Out of 187 business and commercial property owners who responded to a Chamber of Commerce survey, 80% said they “strongly oppose” the public acquisition of three parcels that overlook the Upper Newport Bay, the chamber said. Six percent said they “somewhat” oppose it.
In recent weeks, about 1,200 survey forms were mailed to businesses.
“It is a strong response,” said Richard Luehrs, president of the chamber. “The business community’s concern today is that this is just something that we cannot afford. It is like buying a Rolls-Royce”--a nice car but a bit on the expensive side.
Under the terms of a proposed assessment district created by Measure A, all single-family residences in Newport Beach would pay $120 per year for 30 years to finance the purchase of 138 acres of Irvine Co. land that surround the bay. Commercial property owners would pay $120 annually for every 2,000 square feet of space.
For the measure to pass, Newport Beach residents must approve it with a 60% vote in November.
Local environmentalists want city taxpayers to buy the Newporter North and the Upper and Lower Castaways properties instead of allowing the Irvine Co. to build 363 townhomes as planned. Most of the land would be preserved as open space, while a small portion would become an athletic field and parking lot.
Luehrs said that the chamber will help finance a public campaign against the measure that may include newspaper advertisements, mailings to Newport Beach residents and donations to the Newport Taxpayers Alliance, the only other organized opposition group.
“The assessment district would amount to another tax on business that cannot be tolerated in today’s economic environment,” said Dennis O’Neil, an Irvine lawyer who is chairman of the chamber’s board of directors.

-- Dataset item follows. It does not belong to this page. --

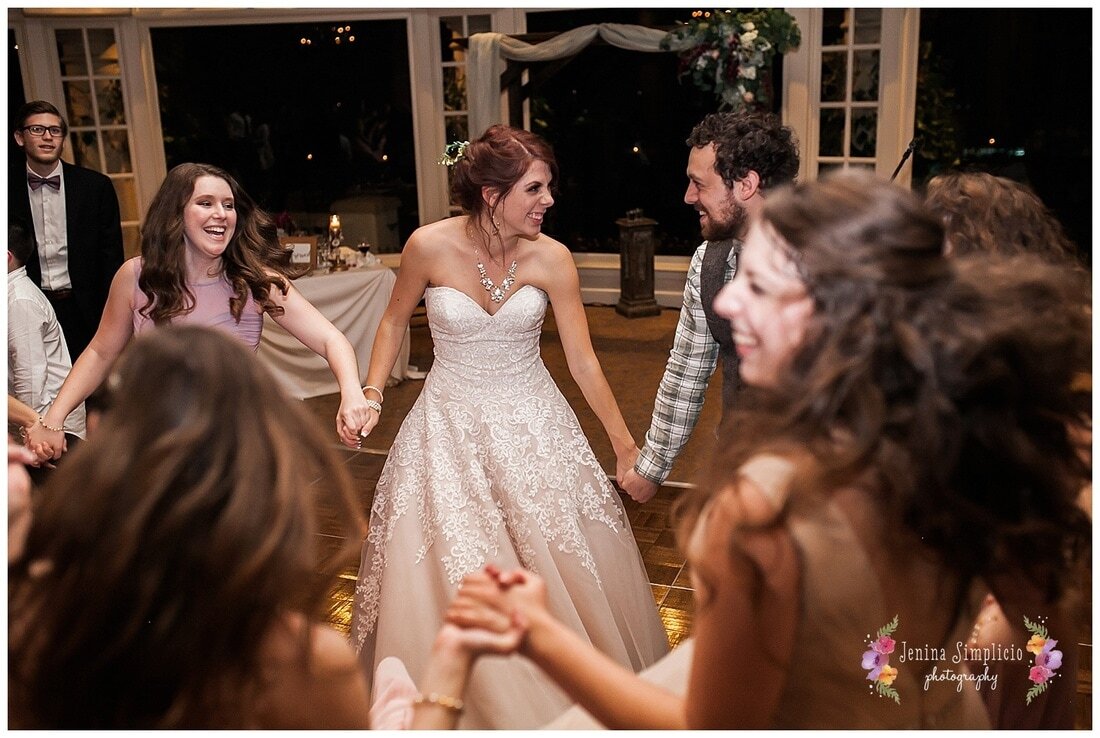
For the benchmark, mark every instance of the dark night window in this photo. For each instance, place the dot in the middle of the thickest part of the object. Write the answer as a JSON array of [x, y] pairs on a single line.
[[310, 118]]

But Jean Watt, president of the Newport Conservancy, an environmental group that negotiated the public acquisition with the Irvine Co., said that the chamber and local business people who oppose the project should take a wider view of the project and realize that it is worth the cost to taxpayers.
“I think it is too bad they can’t see the relative insignificance of this amount (as compared to) the long-term benefit,” Watt said. “The perspective they are putting on it is shadowed by the current economy, and the problem is that this is a long-term thing.”